DOES CASH FLOW CAUSE INVESTMENT AND R&D: AN EXPLORATION USING PANEL DATA FOR FRENCH, JAPANESE, AND UNITED STATES SCIENTIFIC FIRMS

Bronwyn H. Hall

Nuffield College, Oxford, UC Berkeley, IFS, and NBER

Jacques Mairesse

INSEE-CREST, EHESS, and NBER

Lee Branstetter

UC Davis and NBER

Bruno Crepon

INSEE-CREST

 

April 1998

 

Abstract

The role of financial institutions and corporate governance in the conduct and performance of industrial firms, especially in the area of technological innovation and international competition has been hotly debated in the recent past. The results presented here are a contribution to the empirical evidence on the behavior of individual firms that exist in somewhat different institutional environments.

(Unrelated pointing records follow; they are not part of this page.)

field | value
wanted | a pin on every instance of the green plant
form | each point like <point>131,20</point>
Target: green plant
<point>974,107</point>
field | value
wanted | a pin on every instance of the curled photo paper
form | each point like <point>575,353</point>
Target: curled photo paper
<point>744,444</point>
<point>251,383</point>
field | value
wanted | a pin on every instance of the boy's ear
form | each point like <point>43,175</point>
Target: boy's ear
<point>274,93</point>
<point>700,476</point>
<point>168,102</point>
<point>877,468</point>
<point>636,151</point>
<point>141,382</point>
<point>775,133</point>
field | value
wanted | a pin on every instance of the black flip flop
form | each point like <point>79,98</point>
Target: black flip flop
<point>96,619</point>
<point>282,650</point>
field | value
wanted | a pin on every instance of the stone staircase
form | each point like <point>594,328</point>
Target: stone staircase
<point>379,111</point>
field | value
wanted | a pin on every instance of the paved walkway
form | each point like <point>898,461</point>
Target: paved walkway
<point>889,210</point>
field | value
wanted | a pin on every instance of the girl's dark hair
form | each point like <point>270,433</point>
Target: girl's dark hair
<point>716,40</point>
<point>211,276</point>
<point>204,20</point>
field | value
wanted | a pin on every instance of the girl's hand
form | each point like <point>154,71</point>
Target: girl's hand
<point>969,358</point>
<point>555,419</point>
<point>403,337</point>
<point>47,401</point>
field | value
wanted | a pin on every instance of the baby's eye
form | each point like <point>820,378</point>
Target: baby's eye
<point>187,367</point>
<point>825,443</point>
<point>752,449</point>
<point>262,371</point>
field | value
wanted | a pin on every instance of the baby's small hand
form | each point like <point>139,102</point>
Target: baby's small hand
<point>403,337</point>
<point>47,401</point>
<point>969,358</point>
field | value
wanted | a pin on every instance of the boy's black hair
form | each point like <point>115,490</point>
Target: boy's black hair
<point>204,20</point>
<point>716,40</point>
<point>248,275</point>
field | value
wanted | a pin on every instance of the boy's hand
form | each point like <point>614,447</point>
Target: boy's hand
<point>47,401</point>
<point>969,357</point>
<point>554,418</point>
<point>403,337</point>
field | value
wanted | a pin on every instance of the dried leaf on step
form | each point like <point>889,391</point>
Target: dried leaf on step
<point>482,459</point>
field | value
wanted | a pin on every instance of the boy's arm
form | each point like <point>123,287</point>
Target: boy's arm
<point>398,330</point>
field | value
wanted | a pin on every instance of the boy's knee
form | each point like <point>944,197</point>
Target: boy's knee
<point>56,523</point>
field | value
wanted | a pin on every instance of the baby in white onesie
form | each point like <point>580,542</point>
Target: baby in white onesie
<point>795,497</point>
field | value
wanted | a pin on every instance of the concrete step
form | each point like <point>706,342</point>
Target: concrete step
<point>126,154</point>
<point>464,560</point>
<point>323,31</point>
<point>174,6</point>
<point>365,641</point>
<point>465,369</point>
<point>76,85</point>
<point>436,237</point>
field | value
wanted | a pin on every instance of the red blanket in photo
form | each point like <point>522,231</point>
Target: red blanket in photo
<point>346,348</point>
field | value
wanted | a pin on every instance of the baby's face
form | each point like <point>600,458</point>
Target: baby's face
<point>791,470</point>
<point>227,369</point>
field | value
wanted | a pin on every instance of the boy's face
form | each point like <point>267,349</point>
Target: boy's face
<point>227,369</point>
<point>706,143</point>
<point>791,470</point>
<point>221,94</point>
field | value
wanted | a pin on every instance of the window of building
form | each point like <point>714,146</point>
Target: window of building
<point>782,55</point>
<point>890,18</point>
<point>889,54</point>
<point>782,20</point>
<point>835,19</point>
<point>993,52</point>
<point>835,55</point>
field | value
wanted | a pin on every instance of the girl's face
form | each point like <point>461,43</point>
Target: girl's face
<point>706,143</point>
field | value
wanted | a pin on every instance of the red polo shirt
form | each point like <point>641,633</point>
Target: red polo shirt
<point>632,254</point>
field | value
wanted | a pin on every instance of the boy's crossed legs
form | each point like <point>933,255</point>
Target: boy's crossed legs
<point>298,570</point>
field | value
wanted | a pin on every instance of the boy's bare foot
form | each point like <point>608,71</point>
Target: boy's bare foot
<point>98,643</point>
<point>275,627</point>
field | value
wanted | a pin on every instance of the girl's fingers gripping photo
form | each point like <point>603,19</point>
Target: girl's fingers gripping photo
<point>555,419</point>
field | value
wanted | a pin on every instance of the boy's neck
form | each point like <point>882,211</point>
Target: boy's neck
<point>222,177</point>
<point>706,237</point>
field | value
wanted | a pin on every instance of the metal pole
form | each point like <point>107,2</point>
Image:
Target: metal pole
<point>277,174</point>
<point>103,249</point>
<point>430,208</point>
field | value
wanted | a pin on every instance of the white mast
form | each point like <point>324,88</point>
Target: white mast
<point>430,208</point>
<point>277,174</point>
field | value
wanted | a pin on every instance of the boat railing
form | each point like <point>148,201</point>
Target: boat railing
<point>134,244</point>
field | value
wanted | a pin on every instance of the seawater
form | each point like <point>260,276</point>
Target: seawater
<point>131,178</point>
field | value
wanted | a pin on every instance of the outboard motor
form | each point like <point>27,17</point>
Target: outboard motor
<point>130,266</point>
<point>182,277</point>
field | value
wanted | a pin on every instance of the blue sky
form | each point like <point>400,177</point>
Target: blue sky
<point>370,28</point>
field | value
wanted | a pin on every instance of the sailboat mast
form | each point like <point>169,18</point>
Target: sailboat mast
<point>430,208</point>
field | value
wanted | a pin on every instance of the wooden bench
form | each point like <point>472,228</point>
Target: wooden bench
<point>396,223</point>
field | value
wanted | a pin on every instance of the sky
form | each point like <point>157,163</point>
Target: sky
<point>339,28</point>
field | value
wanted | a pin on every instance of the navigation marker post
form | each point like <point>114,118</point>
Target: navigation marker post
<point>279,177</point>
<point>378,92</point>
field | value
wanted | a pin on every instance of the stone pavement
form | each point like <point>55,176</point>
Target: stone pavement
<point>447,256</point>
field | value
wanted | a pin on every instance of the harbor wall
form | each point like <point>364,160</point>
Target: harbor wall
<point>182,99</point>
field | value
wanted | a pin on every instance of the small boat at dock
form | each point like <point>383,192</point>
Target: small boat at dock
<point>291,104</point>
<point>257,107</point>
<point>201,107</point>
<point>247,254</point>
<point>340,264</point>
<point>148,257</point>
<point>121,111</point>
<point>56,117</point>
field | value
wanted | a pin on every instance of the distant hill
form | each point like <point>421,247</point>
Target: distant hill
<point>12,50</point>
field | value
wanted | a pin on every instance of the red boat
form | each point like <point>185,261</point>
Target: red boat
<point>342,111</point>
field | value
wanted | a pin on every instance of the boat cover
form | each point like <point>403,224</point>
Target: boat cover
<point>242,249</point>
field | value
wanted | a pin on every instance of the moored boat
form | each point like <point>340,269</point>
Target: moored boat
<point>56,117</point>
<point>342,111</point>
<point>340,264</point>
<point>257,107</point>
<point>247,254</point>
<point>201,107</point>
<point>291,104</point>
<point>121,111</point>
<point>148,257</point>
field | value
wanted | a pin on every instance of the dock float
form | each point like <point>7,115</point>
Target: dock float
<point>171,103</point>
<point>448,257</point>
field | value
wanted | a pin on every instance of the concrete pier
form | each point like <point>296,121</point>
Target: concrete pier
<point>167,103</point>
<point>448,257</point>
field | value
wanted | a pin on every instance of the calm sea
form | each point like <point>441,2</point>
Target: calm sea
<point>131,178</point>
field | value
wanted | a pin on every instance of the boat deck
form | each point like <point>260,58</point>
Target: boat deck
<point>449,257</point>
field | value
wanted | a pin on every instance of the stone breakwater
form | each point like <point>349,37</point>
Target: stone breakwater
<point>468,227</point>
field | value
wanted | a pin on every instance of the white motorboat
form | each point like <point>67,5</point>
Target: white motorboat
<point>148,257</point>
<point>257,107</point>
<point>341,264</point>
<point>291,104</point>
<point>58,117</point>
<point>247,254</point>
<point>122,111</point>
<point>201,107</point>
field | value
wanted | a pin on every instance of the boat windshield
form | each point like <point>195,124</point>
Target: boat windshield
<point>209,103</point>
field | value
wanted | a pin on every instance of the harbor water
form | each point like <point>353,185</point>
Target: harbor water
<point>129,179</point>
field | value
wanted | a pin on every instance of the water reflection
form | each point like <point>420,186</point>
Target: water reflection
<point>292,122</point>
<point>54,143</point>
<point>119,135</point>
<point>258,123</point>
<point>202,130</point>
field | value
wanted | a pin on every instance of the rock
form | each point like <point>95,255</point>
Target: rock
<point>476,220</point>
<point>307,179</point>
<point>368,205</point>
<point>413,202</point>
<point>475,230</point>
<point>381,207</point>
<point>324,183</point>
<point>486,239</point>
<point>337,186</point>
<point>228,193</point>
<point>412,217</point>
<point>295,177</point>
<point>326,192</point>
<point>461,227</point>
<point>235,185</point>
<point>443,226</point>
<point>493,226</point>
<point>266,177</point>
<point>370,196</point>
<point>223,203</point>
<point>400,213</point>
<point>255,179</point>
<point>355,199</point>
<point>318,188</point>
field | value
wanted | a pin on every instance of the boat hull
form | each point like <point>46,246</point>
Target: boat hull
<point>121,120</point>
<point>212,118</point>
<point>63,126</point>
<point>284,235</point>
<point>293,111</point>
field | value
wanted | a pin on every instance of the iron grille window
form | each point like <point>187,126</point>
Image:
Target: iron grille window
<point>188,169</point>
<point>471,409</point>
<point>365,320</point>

Using a Panel Data version of the Vector Auto Regressive (VAR) methodology, we test for causal relationship among sales and cash flow on the one hand and investment and R&D on the other, using three large panels of firms in the scientific (high technology) sectors in the United States, France, and Japan. Our findings are that both investment and R&D are more highly sensitive to cash flow and sales in the United States than in France and Japan. Correspondingly, both investment and R&D predict both cash flow and sales positively in the United States, while the impact is somewhat more mixed in the other countries.